Dans sa grande nouvelle onirique « A la Recherche de Kadath », H.P. Lovecraft décrit Celephaïs comme une splendide cité portuaire d’onyx et de marbre du pays d’Ooth-Nargaï, aux mille minarets et au grand pont de pierre sous lequel le Naraxa rejoint la mer Cérénérienne. La simple évocation de ces noms chargés de mystères trop sombres pour être racontés (hé hé…) aide déjà à cadrer le tableau au cœur duquel Cryogenic puisent les couleurs de leur concept. On l’a vu, le style pratiqué par Cryogenic ne paye pas de mine. On navigue dans un domaine mid-tempo sans blasts assommants, sans lead guitar digne de cette appellation, sans vocaux particulièrement belliqueux (juste un tantinet aigrelets), et la production est tout ce qu’il y a de plus banal, tendant vers le modeste. Les synthés sont assez présents dans toutes les phases de la composition, mais n’ont rien qui fasse grimper aux rideaux, que ce soit dans le doigté du préposé ou dans leur rendu sonore. Alors quoi ? Comment un disque d’aspect aussi peu spectaculaire peut-il gagner aussi brillamment ses galons d’œuvre marquante.

C’est bien simple : de tous les albums qui, de près ou de loin, ont emprunté à Lovecraft, « Celephaïs » est sans nul doute celui où l’empathie entre le pouvoir suggestif de la musique et la magie du texte est la plus puissante, la plus exacte. Par un obscur sortilège que n’aurait pas renié l’écrivain lui-même, la mayonnaise prend comme du ciment. Du premier au dernier titre - même sur la reprise de la démo « Ignis Occultus Im… » qui fait plus figure d’interlude - Cryogenic capturent l’atmosphère glauque et fantasmagorique de Lovecraft avec un brio admirable. Pour peu que l’on soit versé dans la mythologie des Grands Anciens (et plus particulièrement toute la partie qui se déroule par-delà le monde de l’éveil), la projection est facile… et jouissive. Les parties glissent les unes dans les autres comme des chapitres alternant émerveillement muet et terreur insondable. Les imperfections de la mise au point instrumentale ? Le déficit de virtuosité ? Au diable ! (ou plutôt à Nyarlathotep !)

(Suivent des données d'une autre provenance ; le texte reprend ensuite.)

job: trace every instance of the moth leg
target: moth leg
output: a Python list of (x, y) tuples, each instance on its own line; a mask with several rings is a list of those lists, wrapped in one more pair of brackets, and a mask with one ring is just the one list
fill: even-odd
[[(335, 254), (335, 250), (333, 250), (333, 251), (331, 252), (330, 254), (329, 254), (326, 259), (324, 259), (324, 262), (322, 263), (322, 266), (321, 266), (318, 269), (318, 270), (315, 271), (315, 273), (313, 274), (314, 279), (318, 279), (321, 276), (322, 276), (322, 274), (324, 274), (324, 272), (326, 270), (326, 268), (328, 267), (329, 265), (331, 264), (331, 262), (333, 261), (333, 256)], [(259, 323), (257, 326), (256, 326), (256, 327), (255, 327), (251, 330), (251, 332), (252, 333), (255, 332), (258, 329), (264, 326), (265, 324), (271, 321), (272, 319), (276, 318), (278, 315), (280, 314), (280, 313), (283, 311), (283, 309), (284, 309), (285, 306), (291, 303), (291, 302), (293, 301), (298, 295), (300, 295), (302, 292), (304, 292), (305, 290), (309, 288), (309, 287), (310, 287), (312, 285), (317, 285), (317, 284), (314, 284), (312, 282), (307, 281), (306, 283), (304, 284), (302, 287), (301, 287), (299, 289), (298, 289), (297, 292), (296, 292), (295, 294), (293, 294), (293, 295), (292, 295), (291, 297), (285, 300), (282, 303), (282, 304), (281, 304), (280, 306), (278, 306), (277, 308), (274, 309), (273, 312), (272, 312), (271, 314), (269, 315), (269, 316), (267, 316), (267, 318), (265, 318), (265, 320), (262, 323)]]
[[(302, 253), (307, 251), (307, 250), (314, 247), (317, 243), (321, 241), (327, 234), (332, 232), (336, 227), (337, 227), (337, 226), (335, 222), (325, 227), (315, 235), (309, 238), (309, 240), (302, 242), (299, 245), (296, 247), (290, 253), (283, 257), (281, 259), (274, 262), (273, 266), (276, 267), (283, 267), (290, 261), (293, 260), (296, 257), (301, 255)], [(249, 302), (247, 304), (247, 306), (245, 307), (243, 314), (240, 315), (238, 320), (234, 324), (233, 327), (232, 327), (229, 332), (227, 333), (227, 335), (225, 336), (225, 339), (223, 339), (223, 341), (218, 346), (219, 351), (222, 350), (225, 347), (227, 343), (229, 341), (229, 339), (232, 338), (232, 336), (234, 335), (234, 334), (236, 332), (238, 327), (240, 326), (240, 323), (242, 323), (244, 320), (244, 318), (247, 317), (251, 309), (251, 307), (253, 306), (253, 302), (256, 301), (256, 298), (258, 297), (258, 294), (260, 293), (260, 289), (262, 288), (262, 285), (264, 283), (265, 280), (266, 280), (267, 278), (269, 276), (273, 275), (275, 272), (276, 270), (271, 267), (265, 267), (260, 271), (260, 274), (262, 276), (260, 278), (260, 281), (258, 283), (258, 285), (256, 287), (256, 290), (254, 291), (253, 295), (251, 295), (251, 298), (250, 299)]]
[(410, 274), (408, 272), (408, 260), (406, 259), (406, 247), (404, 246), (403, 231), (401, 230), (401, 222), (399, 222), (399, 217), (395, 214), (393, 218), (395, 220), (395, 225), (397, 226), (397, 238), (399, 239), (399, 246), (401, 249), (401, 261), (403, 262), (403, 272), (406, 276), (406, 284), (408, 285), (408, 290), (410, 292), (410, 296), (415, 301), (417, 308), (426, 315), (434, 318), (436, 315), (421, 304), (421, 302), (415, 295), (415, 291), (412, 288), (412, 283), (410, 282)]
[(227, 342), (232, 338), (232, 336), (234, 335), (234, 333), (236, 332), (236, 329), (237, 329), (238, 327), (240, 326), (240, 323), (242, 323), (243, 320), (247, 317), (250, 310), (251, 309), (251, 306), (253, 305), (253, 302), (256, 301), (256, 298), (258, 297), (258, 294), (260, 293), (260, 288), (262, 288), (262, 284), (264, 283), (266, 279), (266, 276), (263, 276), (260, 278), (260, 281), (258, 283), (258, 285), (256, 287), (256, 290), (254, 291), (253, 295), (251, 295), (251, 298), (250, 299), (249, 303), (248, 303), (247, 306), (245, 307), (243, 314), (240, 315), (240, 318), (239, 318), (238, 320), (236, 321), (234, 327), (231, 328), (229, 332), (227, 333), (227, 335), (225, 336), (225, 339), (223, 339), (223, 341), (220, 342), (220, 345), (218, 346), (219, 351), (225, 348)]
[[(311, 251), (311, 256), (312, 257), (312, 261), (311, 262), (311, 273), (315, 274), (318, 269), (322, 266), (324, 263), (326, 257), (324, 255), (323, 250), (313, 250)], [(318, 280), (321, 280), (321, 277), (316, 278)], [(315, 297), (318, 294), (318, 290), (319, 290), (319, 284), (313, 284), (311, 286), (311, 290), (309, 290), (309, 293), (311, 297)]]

Pour celui qui aborde « Celephaïs » sous le bon angle ne subsiste que le voyage intérieur, total et généreux en distances. Que cela ait été volontaire ou non de la part du groupe (je table pour involontaire), l’ambiance qui plane sur l’album est unique, des cloches lugubres du processionnaire « Ignis Occultus Im… » au dernier piano de « Celephaïs - Finale » qui joue (fort joliment d’ailleurs) le survol d’un océan de ruines fumantes que seul le soleil couchant n’a pas délaissé, en passant par l’épopée du titre éponyme, où le groupe relance maintes fois la cavalerie en appuyant avec réussite chaque rythmique d’une touche de synthés crépusculaires. Sur ce même « Celephaïs » intervient même une vocaliste, elle aussi tout sauf exceptionnelle, mais bien campée dans son registre haut perché - la demoiselle contribue à tracter un crescendo final d’une très forte intensité émotionnelle. La palme revient toutefois à l’inspiré « Nachtwache », dans lequel l’alchimie de tous les ingrédients qui exaltent « Celephaïs » est à son zénith : une vraie belle composition ficelée avec constance.

Et au bout du compte l’on se dit que Cryogenic sont finalement presque dans leur bon droit lorsqu’il conspuent violemment Dimmu Borgir car, même sur leur excellent « Stormblast », les Norvégiens n’auront jamais autant cramponné l’auditeur à la trame de leurs morceaux, ni effleuré ce niveau d’atmosphère. A l’instar d’un « Witchcraft » d’Obtained Enslavement ou encore d’un « Arntor » de Windir, « Celephaïs » appartient à cette race de petits phénomènes très mal voire pas du tout cotés, si bien que même ceux qui les apprécient en arrivent à les écouter beaucoup trop rarement en regard de leur insigne qualité.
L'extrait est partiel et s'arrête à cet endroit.